Porque claro, en cuanto la rescataron y la llevaron a mi casa de Ciruelos del Pinar, ella, con una hemorragia de tres pares nos relató todo el suceso. De "pe a pa" porque mi abuela además de saber vivir bien, disfrutaba contando historias, que a la larga siempre acabaron siendo ciertas. Y pienso en ella como una" fabuela" de abuela de fábula, pues es cierto que todo o mucho de lo que contaba era cierto, verídico y comprobado; pero además sabía darle ese punto de cautivar a quienes la escuchásemos. Nos tenía como moscas a su lado, y en todo la obedecíamos porque sabía mandar lo que era justo, y tenía ese toque de verdad en lo que pedía, que no podíamos defraudarla.
Todo lo demás que puse ayer lo reitero.

"Santa Rita, Rita Rita,
lo que se da no se quita".

" Santa Bárbara bendita
que en el cielo estás escrita
con papel y agua bendita.
Amén

Adri, encantada:
Era la oración que decía también mi abuela en cuanto veía algún relámpago en el cielo, al que luego precedía un sonoro trueno. Pero no se asustaba, ella lo entonaba y lo cantaba y no te daba miedo. Yo no tuve miedo de las tormentas porque tenía la convicción de que esa oración las paraba. Eso mientras fui pequeña.
Luego me acordaba y pensaba que eran patrañas, qué por qué la gente se prevenía tanto sobre ellas. Pues nunca vi ningún desastre, ninguna muerte por un rayo. Y sin embargo en Burgos sí he sabido de esos trágicos sucesos. Y bien cerca.
Ahora no se me ocurre si puedo evitarlo exponerme a los rayos y a los truenos.
Acabábamos de llegar a casa de mis suegros donde ya vivía de una visita a Villadiego. Nada mas traspasar la puerta nos enteramos del caso. Una mujer joven y embarazada acababa de fallecer en el pueblo próximo. No pudieron hacer nada, ni por la madre ni por el bebé, de seis meses. Fue horrible. Una tormenta les pilló en un huerto y ella se refugió bajo los árboles, creo que chopos. Y cayó fulminada por el rayo. Increíble, pensé, por eso mi abuela tenía tanta precaución en recitar y pedir a Santa Bárbara. "No te acuerdas de Santa Bárbara hasta que no truena". Yo también estaba embarazada y a los tres días del suceso dí a luz.
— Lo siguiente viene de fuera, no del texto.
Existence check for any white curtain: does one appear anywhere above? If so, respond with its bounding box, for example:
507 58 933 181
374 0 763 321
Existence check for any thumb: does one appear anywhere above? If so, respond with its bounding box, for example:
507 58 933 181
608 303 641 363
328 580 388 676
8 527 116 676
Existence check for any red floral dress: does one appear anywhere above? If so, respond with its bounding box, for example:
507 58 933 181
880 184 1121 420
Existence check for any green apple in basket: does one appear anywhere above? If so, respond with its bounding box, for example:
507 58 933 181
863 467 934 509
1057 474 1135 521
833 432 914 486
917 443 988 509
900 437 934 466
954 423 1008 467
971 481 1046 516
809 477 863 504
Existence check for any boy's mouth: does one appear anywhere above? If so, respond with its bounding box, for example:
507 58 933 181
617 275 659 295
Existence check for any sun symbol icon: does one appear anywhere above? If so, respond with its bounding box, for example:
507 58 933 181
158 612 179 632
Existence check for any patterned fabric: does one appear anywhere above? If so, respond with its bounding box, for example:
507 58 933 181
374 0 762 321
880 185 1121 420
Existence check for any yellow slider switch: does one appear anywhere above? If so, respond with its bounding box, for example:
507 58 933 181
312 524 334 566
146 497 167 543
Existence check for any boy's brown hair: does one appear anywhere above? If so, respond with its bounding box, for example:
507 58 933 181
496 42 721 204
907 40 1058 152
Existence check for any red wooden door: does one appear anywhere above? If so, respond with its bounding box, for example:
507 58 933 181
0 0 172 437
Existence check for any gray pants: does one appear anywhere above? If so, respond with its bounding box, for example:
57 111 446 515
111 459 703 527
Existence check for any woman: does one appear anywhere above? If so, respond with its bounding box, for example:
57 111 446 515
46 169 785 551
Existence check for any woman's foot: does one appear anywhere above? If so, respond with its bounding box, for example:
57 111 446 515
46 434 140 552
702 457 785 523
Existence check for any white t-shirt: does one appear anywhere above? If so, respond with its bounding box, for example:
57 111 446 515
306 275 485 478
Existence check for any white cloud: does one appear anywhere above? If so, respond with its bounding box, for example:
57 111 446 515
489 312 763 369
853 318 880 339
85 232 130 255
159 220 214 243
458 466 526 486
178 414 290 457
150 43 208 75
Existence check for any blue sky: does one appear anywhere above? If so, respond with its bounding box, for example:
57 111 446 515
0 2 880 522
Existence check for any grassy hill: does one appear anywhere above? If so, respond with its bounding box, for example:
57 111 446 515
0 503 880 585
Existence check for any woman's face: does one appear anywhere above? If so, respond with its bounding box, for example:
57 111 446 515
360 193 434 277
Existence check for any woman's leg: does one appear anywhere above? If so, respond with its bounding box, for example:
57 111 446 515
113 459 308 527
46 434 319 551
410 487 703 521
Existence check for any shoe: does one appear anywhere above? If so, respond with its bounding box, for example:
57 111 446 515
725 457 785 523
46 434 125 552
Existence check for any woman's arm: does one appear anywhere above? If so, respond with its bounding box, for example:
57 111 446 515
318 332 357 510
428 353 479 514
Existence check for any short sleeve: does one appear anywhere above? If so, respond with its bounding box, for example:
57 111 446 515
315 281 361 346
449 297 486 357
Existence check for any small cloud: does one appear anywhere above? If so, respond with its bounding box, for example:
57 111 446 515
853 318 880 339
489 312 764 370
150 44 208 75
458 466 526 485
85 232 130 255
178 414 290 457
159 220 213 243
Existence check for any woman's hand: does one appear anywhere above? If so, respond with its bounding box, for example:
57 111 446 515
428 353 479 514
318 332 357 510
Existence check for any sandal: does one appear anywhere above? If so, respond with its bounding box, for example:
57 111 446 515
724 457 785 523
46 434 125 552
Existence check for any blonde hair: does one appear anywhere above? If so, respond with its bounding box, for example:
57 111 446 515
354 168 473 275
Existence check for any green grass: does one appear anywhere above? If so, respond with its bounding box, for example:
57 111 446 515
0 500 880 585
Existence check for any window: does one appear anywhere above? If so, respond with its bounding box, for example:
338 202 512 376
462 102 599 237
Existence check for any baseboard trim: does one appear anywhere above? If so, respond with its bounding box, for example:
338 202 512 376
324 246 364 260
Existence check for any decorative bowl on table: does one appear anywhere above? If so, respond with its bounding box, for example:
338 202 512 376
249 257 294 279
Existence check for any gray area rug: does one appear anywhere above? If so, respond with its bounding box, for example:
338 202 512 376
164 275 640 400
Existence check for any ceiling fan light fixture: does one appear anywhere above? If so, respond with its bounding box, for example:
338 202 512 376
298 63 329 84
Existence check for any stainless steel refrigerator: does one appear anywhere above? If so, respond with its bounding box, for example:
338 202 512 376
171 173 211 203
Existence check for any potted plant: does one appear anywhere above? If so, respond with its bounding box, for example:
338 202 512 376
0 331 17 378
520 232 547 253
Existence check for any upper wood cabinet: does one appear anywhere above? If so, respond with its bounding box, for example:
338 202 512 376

Se me adelantó unos veinte días pero algo normal en mi.
Aún así otro día me pilló una tormenta en mi huerto y me tuve que quedar bajo unas uralitas hasta que la tormenta pasó. Y tuve miedo y a la vez entereza sin pensar en que algo malo podía sucederme. La tormenta me sorprendió mientras estaba recogiendo unas cerezas y no me di cuenta pero lo bueno es que lo cuento después de todo. Rápidamente, en vez de irme, pensé que era peor y que mientras volvía a casa me empaparía; así que me quedé viendo cómo llovía a cántaros desde una mesa y fue emocionante ver la fuerza del agua sobre los campos entonando un aguacero y colándose por cualquier sitio a cada ráfaga de viento.